Шрифт:
Перспектива снова увидеть Радченко с мячом в руках, то есть во всей красе, Тамару заинтриговала. Вот только позволить себе выдать свой интерес и бурно отреагировать на это предложение она не могла.
— Пойдем. Занятия только начались, делать нечего.
— Тогда после занятий я иду к тебе в общежитие. Все равно до матча с Артемом не увижусь.
— А где вы сейчас живете?
— У меня. Его мама тоже зовет нас к себе, но тогда его родителям придется снова в зал перебираться. У них ведь еще старший брат с семьей живет. А у нас свободно, да и комната у меня большая. Мне его мама очень нравится: мягкая, спокойная, — продолжали перешептываться девушки.
— В кого же он такой уродился?
— Артем? Ну конечно, в маму! — слегка повысила голос Инночка, но этого оказалось достаточно, чтобы лектор обратил на них внимание.

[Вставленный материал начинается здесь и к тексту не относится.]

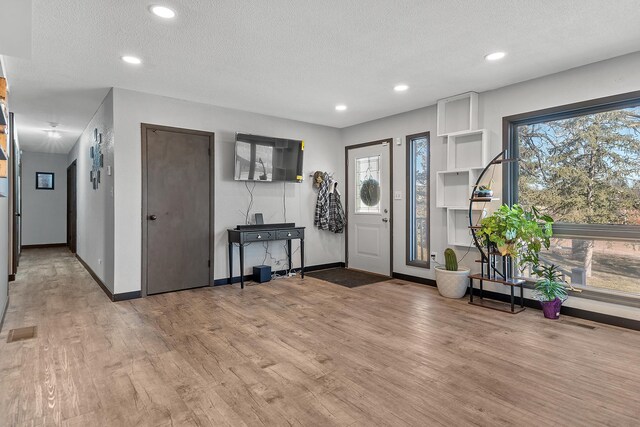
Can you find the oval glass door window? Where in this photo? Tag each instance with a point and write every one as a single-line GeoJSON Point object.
{"type": "Point", "coordinates": [367, 185]}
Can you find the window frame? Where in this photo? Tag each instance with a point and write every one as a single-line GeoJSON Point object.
{"type": "Point", "coordinates": [510, 173]}
{"type": "Point", "coordinates": [511, 170]}
{"type": "Point", "coordinates": [410, 234]}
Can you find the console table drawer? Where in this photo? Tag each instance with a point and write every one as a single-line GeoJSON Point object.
{"type": "Point", "coordinates": [258, 236]}
{"type": "Point", "coordinates": [290, 234]}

— Девушки с галерки! — услышали они, но не сразу сообразили, к кому это относится. — Я понимаю, что у вас сегодня первый учебный день и вам есть о чем пошептаться. Но поверьте мне, старому и опытному волку, что на обсуждение всех ваших девичьих проблем времени, отведенного на мою лекцию, будет недостаточно. Если вам не трудно, доставьте мне удовольствие созерцать ваши одухотворенные архитектурным проектированием лица на первом ряду. Прошу вас! — показал он рукой в сторону двух свободных мест.

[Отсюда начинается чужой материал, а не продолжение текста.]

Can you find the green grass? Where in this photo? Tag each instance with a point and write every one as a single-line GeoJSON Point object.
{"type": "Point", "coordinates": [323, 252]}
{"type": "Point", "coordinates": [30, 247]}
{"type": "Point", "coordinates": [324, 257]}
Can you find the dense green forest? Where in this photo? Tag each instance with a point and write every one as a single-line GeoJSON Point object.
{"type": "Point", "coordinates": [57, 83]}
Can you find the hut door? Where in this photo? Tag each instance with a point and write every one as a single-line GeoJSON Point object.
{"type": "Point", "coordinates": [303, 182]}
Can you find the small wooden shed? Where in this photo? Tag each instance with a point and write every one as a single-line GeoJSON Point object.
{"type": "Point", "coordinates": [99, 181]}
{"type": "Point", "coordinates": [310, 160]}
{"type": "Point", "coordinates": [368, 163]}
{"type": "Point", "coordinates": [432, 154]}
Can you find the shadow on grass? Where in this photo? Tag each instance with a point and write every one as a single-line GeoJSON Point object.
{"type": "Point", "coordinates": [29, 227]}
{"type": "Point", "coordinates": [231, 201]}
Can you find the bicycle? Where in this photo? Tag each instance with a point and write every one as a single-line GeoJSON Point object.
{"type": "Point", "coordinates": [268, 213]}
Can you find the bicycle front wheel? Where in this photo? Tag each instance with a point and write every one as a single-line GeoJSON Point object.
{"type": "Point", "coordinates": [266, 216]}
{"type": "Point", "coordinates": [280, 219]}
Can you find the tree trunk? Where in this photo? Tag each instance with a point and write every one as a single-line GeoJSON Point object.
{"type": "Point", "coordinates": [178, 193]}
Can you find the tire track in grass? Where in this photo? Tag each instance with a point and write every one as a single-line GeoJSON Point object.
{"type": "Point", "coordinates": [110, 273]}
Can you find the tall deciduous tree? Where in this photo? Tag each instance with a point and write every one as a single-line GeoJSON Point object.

Покраснев, подруги быстренько собрали вещи и послушно пересели поближе к «воспылавшему любовью» лектору…
— …Здорово! — восхитилась Тамара после того, как, еще дважды выстояв очередь и дважды поменяв лифт, они добрались до смотровой площадки Эйфелевой башни. — С высоты город кажется таким белоснежным! Слушай, я никак не могла взять в толк, почему ты бредила именно Парижем. Ведь есть Рим с Колизеем, Вена со знаменитой оперой, Злата Прага, наконец!

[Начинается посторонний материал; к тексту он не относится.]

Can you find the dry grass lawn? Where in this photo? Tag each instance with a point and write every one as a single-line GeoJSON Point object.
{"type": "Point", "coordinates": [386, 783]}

— Это точно — бредила, — подставив лицо ветру, согласилась Инна. — Помнишь, я вскользь рассказывала тебе о своей бабушке? Ровесница века, умерла в семьдесят девятом. Так вот, незадолго до ее смерти я узнала, что она прекрасно владеет не только немецким языком, который много лет преподавала в школе, но и французским. А все потому, что родилась она в Петербурге, в генеральской семье. Мой прадед по линии отца был потомственным военным и неплохо знал царя.
— Ничего себе! — чуть не присвистнула Тамара. — И ты не могла об этом рассказать раньше?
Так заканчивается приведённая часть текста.